Cette prise en charge collective intervient en cohérence avec le suivi individuel assuré par les personnels d’insertion et de probation. Elle permet de regrouper, de façon volontaire, des personnes condamnées pour des faits de même nature. L’objectif est de leur permettre d’avoir une réflexion commune sur le passage à l’acte et d’échanger sur leur vécu, leur positionnement et leur regard autocritique sur les actes commis. Axés sur une approche avant tout criminologique des faits, les PPR se distinguent en cela de la prise en charge thérapeutique assurée par les équipes médicales en milieu fermé ou en milieu ouvert.

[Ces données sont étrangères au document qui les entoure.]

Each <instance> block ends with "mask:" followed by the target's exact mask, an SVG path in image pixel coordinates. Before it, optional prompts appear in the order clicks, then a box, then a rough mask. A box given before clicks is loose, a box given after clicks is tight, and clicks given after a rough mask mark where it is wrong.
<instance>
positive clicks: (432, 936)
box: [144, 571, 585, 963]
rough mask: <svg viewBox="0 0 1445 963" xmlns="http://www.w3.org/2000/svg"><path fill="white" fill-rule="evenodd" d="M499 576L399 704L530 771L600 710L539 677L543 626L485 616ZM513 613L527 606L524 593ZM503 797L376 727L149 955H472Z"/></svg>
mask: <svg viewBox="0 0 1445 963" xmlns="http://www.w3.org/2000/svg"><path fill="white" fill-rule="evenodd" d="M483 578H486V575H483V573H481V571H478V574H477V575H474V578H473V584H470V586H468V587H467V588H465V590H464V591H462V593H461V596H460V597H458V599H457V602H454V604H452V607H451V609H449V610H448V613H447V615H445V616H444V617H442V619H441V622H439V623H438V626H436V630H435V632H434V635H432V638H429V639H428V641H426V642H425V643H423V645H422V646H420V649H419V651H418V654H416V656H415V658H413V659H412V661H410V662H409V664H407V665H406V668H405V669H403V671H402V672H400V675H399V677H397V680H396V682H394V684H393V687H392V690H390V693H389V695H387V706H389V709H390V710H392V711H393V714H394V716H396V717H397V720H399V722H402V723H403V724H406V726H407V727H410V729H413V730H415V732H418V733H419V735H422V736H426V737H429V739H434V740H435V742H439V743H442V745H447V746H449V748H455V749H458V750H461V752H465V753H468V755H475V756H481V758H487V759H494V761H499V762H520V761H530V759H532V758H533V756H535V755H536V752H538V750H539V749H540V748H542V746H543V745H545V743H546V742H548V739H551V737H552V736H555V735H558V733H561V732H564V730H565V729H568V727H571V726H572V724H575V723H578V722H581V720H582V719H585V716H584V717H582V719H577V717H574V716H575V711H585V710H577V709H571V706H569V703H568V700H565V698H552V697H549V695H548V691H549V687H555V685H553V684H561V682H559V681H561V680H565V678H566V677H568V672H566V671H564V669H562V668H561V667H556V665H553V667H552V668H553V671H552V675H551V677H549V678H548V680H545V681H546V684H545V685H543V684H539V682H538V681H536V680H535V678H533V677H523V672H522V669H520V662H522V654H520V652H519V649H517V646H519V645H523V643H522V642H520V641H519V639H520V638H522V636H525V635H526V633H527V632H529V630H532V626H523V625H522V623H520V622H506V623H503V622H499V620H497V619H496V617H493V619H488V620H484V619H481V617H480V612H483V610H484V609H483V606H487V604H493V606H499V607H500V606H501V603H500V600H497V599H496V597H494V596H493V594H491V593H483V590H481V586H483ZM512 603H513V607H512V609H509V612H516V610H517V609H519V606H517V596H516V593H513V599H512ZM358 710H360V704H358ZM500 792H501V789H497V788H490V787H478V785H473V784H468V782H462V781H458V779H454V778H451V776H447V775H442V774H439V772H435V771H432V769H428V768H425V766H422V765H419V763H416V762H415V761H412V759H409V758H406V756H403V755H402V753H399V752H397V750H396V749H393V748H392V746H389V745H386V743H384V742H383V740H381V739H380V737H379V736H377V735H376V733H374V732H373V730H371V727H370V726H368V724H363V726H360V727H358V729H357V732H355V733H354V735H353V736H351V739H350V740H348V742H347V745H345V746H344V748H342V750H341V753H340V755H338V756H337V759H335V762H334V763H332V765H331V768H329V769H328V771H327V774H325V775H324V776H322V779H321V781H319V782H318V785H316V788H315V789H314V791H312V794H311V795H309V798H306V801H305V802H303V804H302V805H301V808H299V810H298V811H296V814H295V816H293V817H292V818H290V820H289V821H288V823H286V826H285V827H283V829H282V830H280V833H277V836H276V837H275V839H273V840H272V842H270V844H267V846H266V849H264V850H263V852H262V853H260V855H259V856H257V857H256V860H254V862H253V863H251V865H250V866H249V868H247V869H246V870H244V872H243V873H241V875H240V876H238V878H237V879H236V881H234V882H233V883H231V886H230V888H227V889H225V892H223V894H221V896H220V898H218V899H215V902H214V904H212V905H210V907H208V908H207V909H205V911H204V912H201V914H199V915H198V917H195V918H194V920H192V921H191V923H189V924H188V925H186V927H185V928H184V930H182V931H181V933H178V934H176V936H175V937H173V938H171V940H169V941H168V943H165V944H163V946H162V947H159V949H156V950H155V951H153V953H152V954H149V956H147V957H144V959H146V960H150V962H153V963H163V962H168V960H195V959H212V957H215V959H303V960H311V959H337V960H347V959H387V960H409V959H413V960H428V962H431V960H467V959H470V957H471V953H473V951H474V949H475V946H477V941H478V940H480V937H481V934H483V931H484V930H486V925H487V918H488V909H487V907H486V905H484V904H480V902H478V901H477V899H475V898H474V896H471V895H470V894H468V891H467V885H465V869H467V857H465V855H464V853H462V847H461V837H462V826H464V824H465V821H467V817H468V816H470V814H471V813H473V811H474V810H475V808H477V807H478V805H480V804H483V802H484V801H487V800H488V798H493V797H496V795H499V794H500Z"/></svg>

Le SPIP de Charente Maritime s’est rapidement inscrit dans ce projet, ses équipes ayant fait part dès 2004 de leur volonté de travailler une telle méthodologie d’intervention face à des problématiques de déni très fréquentes en cas d’infraction de nature sexuelle ou de conduite sous état alcoolique, lesquelles semblaient dans certains cas être amplifiées en phase d’entretien individuel.
En milieu fermé, à Saint-‐Martin-‐de-‐Ré, dès 2009, les conseillers d’insertion et de probation (CIP) ont souhaité développer un PPR à destination de personnes condamnées pour des faits de violence dans une acception très large pouvant aller du vol avec violence à l’assassinat, en excluant les personnes condamnées pour infraction à caractère sexuel. Suite à la désignation des établissements de St-‐Martin de Ré et de Bédénac comme spécialisés dans la prise en charge des AICS, les programmes suivants ont donc été orientés vers ce nouveau public. Un PPR dans le centre de détention (2010) et deux au sein de la maison centrale ont été mis en œuvre (en 2011 et 2013).
En milieu ouvert, la prise en charge essentiellement individuelle des personnes peut par ailleurs ê̂tre complétée par des actions collectives sur des thématiques communes à un ou plusieurs types d’infractions. A partir d’un constat d’accroissement des infractions telles que les délits routiers ou des conduites addictives facilitant les passages à l’acte pour des faits de violences, le SPIP 17 a souhaité travailler en partenariat étroit avec l’association nationale de prévention en alcoologie et addictologie de Charente-‐Maritime (ANPAA 17).
La mission de prévention de la récidive a donc profondément réformé l’intervention du SPIP. Elle a également eu un impact sur son environnement partenarial sur le plan institutionnel, évolution renforcée par les nombreuses réformes procédurales et nouvelles mesures dont il doit assurer l’exécution, notamment en phase de probation.